Wolfe,84, has continued his manner of composition, ratcheted up his disgust with cultural habits of the moment and has become, in fact, a cranky old cuss who is no longer the refreshing breath of fresh air blowing into a room full of overheated bloviating.  Wolfe's tirades have become the overheated blather he lampooned. I've not yet read his new book "The Kingdom of Speech", wherein he takes on Darwin and his theories on Evolution and the work and ideas of  Noam Chomsky. I will read it, to be sure, as there is not a Wolfe book that does reward with a solid phase, a brilliant metaphor, even a pertinent question that needed to be asked in the arena of ideas. But when Wolfe, who has a doctorate in American Studies from Yale, decides to get theoretical and trades realm of ideas rather than be the mere journalist or novelist, his reasoning gets skewed, confused, and seems little else than perpetual wallow in sarcasm and an unnamed source of bitterness. The open sequence is distressing for reasons that make you think less of James Joyce, who seems an obvious model, than it does of a man who lost his glasses, rummaging through drawers and desktops, making a mess until he finds the crucial lenses.  So that you know, Wolfe is attempting to broach the subject of Rice University. A sample of the slew:
 I surfed and Safaried and finally moused upon the only academic I could find who disagreed with the eight failures, a chemist at Rice University … Rice … Rice used to have a big-time football team … the Rice Owls … wonder how they’re doing now? I moused around on the Rice site some more, and uh-oh … not so great last season, the Owls … football … and I surfed to football concussions … exactly as I thought!” 
Some will find genius, as Wolfe diehards customarily do, but these are variations of a theme being played on an untuned piano. Wolfe is given to rants in these slim volumes he's produced over the decades, single essays on subjects like contemporary art (The Painted Word) and modern architecture (From Bauhaus to Our House) where he could handily lampoon the pretentiousness and walled off cosmologies of disciplines that confound and irritate the Little Guy.
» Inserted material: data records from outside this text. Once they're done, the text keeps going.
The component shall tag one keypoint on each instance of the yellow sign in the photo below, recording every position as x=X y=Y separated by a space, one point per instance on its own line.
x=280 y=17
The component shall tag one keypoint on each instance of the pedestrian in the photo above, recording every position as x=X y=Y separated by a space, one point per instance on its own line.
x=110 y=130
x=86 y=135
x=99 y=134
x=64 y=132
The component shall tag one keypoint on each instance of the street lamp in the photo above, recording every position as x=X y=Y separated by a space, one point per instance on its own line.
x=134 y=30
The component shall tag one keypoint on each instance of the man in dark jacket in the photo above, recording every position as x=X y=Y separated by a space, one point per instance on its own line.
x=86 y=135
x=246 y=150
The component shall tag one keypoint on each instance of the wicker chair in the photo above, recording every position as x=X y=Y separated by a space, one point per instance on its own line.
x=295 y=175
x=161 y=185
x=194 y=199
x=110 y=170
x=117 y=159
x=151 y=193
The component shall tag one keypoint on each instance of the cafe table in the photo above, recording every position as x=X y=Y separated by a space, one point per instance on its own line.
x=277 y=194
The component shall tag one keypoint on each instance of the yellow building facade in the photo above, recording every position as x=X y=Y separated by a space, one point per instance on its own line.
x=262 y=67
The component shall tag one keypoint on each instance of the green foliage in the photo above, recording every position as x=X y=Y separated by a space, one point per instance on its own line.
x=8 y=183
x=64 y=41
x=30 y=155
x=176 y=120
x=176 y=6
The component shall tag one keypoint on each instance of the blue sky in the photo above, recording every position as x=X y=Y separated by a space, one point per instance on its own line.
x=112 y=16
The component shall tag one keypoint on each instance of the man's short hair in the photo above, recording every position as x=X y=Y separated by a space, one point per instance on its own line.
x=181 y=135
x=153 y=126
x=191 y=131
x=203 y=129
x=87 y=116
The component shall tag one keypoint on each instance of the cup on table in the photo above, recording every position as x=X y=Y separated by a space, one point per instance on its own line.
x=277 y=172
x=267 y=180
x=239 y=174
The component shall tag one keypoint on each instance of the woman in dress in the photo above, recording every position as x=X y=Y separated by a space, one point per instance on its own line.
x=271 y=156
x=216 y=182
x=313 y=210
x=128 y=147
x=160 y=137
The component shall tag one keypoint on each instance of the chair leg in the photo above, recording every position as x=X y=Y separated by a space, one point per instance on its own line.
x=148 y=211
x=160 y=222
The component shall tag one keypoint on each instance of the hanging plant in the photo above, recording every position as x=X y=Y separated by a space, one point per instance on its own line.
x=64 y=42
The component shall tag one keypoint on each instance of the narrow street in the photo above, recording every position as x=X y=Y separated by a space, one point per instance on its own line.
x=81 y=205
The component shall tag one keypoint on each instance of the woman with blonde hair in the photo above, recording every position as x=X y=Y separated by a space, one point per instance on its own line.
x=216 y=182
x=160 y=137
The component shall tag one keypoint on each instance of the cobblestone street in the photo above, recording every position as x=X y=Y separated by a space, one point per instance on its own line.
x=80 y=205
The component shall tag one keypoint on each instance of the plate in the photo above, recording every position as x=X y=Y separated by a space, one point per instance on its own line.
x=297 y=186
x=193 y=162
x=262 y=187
Unfair but effective, he entertained and forced readers to consider the babble and cant of vested interest they may have purchased the whole hog, critically uninspected. Lately, though, he seems less a bomb thrower than an old grouch hard-wired to complain, with or without a point or a quotable phrase. Figuratively speaking, of course, Digression is my middle name with regards to stylish prose concentrating on little more than what interests the author at the moment, but this seems more a stumble or a stall. All told, I will read this book and pray that there is a bit of lucidity lurking under the encrusted sarcasm that has become Wolfe's worldview.